The cameras were officially rolled out here Sept. 17, according to Capt. Frank Bell. The pilot program is expected to continue until September 2018.
“Apple Valley has deployed 35 cameras, which covers all of patrol and investigations,” Bell said. The remaining 35 cameras were deployed at the Highland station.
The cameras are worn inside the uniform and snapped into place, with a hole cut in the center of the chest, according to previous Daily Press reports. Deputies can activate their camera with three taps — four taps and they’re off.

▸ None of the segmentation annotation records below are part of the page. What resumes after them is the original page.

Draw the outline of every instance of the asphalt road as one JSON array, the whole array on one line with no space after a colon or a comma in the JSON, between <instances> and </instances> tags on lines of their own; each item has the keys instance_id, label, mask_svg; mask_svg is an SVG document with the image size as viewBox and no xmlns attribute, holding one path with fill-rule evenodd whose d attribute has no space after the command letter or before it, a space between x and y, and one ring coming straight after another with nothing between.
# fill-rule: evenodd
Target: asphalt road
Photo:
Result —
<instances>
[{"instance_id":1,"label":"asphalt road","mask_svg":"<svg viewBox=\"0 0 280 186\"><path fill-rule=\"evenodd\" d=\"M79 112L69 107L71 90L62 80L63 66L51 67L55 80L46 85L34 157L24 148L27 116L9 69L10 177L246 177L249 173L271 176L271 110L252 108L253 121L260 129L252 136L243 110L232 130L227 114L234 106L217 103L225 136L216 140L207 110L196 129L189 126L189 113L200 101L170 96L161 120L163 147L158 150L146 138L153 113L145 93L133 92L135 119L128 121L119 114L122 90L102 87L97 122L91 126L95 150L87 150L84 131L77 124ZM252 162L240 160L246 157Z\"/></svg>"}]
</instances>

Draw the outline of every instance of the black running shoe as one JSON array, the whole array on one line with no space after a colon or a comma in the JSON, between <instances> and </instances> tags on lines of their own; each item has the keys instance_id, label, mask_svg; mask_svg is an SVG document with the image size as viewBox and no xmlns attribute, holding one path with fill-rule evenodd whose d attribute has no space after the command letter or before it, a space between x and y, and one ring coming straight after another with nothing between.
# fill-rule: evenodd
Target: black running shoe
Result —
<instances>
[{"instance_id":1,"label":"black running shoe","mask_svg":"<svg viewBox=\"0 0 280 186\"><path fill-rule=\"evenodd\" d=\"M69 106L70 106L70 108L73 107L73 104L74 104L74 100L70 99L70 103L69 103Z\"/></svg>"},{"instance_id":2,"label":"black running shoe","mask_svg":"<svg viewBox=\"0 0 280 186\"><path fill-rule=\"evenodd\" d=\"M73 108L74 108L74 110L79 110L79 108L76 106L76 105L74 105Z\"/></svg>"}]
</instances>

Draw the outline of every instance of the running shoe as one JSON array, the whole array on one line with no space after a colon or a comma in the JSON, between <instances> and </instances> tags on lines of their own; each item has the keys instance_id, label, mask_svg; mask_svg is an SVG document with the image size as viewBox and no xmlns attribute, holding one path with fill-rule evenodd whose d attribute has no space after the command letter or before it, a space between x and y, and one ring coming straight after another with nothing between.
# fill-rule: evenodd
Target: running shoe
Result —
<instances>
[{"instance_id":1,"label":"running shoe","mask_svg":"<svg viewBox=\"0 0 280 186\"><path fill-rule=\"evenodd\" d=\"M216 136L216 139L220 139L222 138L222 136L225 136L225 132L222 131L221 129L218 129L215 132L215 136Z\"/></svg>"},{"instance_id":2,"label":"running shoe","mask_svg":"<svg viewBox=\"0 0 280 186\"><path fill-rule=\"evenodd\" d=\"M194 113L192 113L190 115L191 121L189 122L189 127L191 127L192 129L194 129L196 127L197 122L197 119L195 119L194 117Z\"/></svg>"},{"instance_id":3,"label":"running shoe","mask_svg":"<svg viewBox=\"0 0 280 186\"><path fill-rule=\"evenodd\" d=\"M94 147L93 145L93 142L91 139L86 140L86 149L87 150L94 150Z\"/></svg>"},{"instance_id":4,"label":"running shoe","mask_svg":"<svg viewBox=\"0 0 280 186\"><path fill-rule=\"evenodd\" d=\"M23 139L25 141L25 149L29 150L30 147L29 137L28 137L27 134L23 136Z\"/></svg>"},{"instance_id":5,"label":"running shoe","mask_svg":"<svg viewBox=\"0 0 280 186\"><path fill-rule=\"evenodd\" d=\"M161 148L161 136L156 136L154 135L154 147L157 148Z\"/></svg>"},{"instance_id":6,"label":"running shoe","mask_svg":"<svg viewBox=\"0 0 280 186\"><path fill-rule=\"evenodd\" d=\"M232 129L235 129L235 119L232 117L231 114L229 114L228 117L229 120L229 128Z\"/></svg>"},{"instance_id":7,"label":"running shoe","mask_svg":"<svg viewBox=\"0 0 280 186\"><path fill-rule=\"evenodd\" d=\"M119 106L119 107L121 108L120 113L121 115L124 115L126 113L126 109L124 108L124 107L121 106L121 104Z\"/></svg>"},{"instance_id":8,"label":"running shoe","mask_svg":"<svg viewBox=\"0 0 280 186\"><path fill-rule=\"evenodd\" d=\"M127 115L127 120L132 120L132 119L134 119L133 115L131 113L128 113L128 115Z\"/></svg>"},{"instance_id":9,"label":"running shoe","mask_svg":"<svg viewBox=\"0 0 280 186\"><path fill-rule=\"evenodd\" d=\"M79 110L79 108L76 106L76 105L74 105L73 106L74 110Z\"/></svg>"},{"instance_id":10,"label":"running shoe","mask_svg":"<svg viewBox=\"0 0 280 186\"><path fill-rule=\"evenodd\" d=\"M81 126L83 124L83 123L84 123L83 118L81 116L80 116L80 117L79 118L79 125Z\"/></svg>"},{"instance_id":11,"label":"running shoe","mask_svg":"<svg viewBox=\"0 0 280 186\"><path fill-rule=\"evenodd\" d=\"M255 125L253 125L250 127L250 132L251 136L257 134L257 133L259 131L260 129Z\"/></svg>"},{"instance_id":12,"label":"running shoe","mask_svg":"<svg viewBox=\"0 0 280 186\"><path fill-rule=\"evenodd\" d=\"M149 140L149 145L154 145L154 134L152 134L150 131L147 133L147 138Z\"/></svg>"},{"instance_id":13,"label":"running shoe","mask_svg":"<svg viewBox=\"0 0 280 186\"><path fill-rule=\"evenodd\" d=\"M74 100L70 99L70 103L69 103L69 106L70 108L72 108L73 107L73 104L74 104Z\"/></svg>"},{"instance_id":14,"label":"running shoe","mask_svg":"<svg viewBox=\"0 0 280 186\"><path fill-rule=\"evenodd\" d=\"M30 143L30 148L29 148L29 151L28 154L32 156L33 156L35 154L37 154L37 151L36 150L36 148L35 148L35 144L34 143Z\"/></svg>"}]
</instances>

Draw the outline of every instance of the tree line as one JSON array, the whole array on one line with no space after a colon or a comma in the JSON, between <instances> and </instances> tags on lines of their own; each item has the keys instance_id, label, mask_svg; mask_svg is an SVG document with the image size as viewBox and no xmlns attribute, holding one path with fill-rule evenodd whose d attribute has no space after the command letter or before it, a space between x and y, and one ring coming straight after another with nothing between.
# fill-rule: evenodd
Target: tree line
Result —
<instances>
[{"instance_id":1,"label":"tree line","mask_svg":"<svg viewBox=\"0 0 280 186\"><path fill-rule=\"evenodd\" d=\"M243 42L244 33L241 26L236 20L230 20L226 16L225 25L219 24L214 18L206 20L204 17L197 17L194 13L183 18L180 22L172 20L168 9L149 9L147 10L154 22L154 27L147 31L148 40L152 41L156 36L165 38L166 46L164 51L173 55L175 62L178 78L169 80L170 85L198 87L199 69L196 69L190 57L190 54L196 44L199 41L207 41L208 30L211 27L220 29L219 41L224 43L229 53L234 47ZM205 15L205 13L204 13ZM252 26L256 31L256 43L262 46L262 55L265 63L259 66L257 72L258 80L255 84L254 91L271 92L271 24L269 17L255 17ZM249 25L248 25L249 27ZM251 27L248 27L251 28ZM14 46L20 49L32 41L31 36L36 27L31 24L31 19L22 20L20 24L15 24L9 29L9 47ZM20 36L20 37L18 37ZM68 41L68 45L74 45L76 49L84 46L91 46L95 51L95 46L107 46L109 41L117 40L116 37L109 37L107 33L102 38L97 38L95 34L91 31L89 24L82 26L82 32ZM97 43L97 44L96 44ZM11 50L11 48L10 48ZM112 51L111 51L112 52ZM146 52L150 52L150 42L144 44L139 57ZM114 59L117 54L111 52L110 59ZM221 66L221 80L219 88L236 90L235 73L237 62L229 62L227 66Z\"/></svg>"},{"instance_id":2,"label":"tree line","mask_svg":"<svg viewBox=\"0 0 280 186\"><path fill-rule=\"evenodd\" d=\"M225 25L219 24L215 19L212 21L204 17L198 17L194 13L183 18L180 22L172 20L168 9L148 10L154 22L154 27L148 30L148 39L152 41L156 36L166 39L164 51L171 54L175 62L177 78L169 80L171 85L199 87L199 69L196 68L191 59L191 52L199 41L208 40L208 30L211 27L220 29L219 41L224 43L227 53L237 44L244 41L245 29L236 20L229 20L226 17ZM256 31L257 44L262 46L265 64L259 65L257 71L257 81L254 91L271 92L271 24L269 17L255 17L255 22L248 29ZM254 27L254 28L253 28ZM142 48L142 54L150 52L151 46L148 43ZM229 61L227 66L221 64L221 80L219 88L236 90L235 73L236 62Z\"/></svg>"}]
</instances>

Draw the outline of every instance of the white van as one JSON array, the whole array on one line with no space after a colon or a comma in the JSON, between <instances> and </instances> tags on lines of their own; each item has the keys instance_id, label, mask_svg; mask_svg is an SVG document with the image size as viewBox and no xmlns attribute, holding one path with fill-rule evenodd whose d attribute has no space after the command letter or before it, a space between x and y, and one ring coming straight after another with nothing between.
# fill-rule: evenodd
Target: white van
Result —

A Bluetooth wristband also provides additional control.
Captured footage is sent to Amazon cloud storage and can then be replayed by station captains, watch commanders or any other authorized personnel, or the footage can be watched in real time, providing authorities with a unique ability to see on-the-ground incidents as they occur.
The Sheriff’s Department previously equipped deputies in Victorville and Rancho Cucamonga with cameras between February 2012 and May 2013, but the experiment was met with mixed results.
Calls to revisit a pilot program grew louder after a television news camera captured deputies beating Apple Valley resident Francis Pusok following a wild horseback chase in April 2015.
It’s apparently too early to tell assess the results of the current program. Bell said the station hasn’t yet received any feedback from the public, but personnel using the cameras seem pleased.
“The deputies seem to like them,” Bell said by email Dec. 21.
The contract spans 18 months to allow for groundwork to be laid before the cameras were deployed, and includes a post-deployment evaluation process, according to previous Daily Press reports.